El trabajo de Zamarrón en defensa del folclore fue continuo porque sus vínculos con el pueblo no se perdieron: va a menudo a la casa familiar, en parte porque su hijo decidió hacer su vida allí y ahora tiene dos nietas. «Llevo haciéndolo toda la vida», resume. Habla de un pueblo «muy peculiar» por su juventud –con 317 habitantes, mantiene colegio cuando otros con más padrón no alcanzan el mínimo– y la Maratón Rock, un festival con 34 años de trayectoria que convive con la dulzaina y el tamboril: se mantiene la danza ante San Antonio y entrar en la iglesia bailando al paso de la entradilla. Zamarrón es la prueba de que rock y folclore son dos caras de la misma identidad. «Incluso yo he tocado con el grupo de mi sobrino un tema de AD/DC con la dulzaina. No está reñido.
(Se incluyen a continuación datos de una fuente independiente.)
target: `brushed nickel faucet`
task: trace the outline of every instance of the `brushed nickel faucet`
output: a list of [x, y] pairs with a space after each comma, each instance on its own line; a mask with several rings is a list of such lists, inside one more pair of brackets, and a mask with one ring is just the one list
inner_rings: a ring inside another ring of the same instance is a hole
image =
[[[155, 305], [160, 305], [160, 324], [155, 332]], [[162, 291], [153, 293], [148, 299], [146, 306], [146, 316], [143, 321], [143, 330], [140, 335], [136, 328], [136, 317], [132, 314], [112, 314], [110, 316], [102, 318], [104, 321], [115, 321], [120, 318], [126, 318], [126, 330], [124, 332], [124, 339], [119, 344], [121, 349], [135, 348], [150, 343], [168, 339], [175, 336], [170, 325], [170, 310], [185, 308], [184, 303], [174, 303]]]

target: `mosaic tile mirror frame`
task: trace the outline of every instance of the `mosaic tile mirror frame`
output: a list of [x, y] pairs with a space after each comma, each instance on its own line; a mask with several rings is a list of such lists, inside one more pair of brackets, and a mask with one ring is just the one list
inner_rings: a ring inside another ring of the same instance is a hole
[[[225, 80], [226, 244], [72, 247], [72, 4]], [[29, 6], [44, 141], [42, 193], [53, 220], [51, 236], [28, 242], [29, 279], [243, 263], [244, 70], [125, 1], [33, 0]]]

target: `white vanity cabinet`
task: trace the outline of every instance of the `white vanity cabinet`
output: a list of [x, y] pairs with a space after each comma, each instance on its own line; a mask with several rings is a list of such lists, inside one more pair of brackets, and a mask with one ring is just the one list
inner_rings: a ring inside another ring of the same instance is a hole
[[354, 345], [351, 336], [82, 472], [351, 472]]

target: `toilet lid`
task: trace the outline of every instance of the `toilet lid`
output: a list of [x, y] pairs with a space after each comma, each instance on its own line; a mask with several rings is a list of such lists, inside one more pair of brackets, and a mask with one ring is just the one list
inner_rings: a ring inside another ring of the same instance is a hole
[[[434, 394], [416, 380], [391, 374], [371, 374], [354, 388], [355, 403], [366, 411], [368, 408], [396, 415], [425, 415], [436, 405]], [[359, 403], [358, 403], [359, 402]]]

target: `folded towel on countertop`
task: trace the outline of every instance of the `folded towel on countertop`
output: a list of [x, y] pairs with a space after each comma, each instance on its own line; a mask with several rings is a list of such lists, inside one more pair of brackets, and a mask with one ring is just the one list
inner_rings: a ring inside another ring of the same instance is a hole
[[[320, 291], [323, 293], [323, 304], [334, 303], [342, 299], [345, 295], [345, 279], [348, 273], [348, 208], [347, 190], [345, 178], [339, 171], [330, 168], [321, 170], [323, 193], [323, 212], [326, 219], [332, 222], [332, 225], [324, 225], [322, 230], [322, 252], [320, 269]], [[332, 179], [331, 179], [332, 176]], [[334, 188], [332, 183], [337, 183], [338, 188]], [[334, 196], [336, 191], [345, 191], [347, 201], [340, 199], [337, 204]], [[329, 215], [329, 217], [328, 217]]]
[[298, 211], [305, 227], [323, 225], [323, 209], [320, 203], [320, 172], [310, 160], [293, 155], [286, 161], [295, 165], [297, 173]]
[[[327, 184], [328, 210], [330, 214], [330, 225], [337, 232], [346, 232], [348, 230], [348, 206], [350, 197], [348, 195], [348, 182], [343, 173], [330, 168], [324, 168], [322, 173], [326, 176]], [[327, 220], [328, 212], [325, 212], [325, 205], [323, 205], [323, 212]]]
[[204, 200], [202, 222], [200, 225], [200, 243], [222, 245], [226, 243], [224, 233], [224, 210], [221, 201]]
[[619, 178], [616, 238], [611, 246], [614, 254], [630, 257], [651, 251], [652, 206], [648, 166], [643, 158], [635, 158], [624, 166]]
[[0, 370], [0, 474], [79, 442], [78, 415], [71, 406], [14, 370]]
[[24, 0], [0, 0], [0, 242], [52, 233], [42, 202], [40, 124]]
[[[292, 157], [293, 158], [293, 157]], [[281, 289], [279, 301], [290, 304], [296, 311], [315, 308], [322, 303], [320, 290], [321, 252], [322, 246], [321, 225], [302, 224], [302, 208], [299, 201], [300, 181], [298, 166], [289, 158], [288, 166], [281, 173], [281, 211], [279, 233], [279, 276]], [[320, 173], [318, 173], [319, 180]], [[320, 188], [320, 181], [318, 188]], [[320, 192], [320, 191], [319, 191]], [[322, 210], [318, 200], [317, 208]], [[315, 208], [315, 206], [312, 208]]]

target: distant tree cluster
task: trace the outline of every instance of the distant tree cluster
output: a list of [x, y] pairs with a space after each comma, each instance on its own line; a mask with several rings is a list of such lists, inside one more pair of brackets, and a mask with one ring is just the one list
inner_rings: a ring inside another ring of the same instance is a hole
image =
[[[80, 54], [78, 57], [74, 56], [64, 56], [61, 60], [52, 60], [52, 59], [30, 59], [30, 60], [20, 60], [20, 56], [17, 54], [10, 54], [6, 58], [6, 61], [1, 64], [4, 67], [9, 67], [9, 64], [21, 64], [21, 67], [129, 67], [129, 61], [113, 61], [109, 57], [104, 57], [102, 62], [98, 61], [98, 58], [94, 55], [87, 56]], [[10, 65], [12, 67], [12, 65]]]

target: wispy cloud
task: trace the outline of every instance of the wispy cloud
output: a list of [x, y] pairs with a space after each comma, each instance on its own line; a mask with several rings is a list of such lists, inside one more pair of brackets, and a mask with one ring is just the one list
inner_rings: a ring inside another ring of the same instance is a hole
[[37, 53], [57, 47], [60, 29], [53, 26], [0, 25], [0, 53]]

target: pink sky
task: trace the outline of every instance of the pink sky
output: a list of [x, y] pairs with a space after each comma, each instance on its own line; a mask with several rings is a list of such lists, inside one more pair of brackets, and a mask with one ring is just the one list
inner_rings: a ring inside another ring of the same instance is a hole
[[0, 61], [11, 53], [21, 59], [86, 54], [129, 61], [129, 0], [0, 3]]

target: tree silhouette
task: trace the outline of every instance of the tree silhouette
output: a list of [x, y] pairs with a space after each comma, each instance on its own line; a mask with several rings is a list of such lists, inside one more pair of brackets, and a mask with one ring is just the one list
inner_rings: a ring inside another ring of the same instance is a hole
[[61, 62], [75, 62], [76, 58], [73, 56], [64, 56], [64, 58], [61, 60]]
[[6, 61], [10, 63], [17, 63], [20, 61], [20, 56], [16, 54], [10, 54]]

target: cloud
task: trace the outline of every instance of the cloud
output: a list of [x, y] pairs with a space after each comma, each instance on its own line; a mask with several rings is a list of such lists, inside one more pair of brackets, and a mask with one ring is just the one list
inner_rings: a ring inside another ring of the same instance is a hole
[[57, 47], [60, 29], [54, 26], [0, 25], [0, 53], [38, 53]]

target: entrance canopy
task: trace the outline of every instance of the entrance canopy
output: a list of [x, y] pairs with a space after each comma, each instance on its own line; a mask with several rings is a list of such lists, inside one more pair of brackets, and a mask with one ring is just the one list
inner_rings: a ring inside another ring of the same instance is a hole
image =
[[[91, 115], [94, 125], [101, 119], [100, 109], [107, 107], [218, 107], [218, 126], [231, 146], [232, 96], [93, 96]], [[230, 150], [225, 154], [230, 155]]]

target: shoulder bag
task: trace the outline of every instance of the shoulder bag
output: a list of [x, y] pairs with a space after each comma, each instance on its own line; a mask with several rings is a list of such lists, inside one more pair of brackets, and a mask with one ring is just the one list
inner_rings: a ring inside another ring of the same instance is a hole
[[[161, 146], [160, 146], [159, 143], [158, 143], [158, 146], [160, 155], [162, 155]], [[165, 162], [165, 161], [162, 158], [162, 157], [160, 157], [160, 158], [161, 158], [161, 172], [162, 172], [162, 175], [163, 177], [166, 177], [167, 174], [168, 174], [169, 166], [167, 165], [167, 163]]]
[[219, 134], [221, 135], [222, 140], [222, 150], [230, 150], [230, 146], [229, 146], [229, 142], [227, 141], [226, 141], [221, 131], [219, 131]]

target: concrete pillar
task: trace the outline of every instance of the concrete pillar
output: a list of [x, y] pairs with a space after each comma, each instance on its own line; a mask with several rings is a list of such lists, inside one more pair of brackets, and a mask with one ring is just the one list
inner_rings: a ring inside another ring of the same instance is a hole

Muchos rockeros van a la procesión o tocan las campanas».
Su recopilación se remonta hasta las rondas de la segunda mitad del siglo XIX; en El Carracillo eran típicas las despedidas: cuartetas, como las jotas, pero solo se cantan los cuatro versos, con una tornada muy peculiar. «También se rondó con jotas, me han cantado muchas con guitarra». Se hacía las vísperas de fiesta, aunque en cuaresma no estaba permitido el baile público. «Los chicos salían por la noche y cantaban a las puertas y las ventanas de las mozas. Hasta San Pedro, porque en el verano empezaban los trabajos más fuertes y no había tiempo para rondar». Los romances son otro pilar del repertorio.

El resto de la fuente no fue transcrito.